Meanwhile, Hollywood is about to toss another star down the memory hole: Let’s face it — Lori Loughlin has committed career suicide.
Make no mistake: however this turns out, it’s an enormous blow — on the public relations front, emotionally and (bottom-line) financially — to Hallmark, a network that prides itself on fluffy, family-friendly programming, which it sells (very successfully) to advertisers buying onto their bland, greeting-card world of handsome architects, city women fleeing back to their hometowns and finding true love or innumerable sappy Christmas movies. (Loughlin starred in “Homegrown Christmas” in 2018). It’s a world in which crime hardly exists, or if it does, is never very serious — as in Loughlin’s “Garage Sale Mystery” movies, in which she plays antiques-dealer-turned-sleuth Jennifer Shannon. She’s made 15 of these “Murder, She Wrote”-type movies so far (they air on Hallmark Movies & Mystery) and several are in pre-production.

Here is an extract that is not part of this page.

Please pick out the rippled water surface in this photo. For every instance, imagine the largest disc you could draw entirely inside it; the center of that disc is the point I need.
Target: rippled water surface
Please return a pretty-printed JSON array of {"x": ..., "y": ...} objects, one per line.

All of Loughlin’s movies have proven very popular and generated hefty cable viewership (on both networks) for Hallmark Channel. That, in turn, translates to advertising dollars. And when any business feels its financial health threatened, it takes action and cuts bait.
Loughlin’s career is sunk. Deal with it.
Ed Morrissey spots “Fellow celebrities, late-night comics tee[ing] off on Huffman, Loughlin college-admission corruption.” It’s bipartisan scorn:
Earlier this morning, I guest-hosted for Hugh Hewitt — and for three hours, this was the story listeners wanted to discuss. We had callers in almost every segment, even if we couldn’t get to them. The disgust and scorn for everyone involved in this scheme, but especially for the celebrities, was palpable. This crosses partisan lines, regions, and all other demographics in its bald affront to fair play. These families had all of the advantages possible and stillcommitted fraud to game the system. It’s a story practically built for ridicule and satire.
Between Harvey Weinstein, #MeToo, Michael Jackon, Jussie Smollett and now this, our “Progressive” betters in Hollywood have sure been covering themselves in glory over the past years.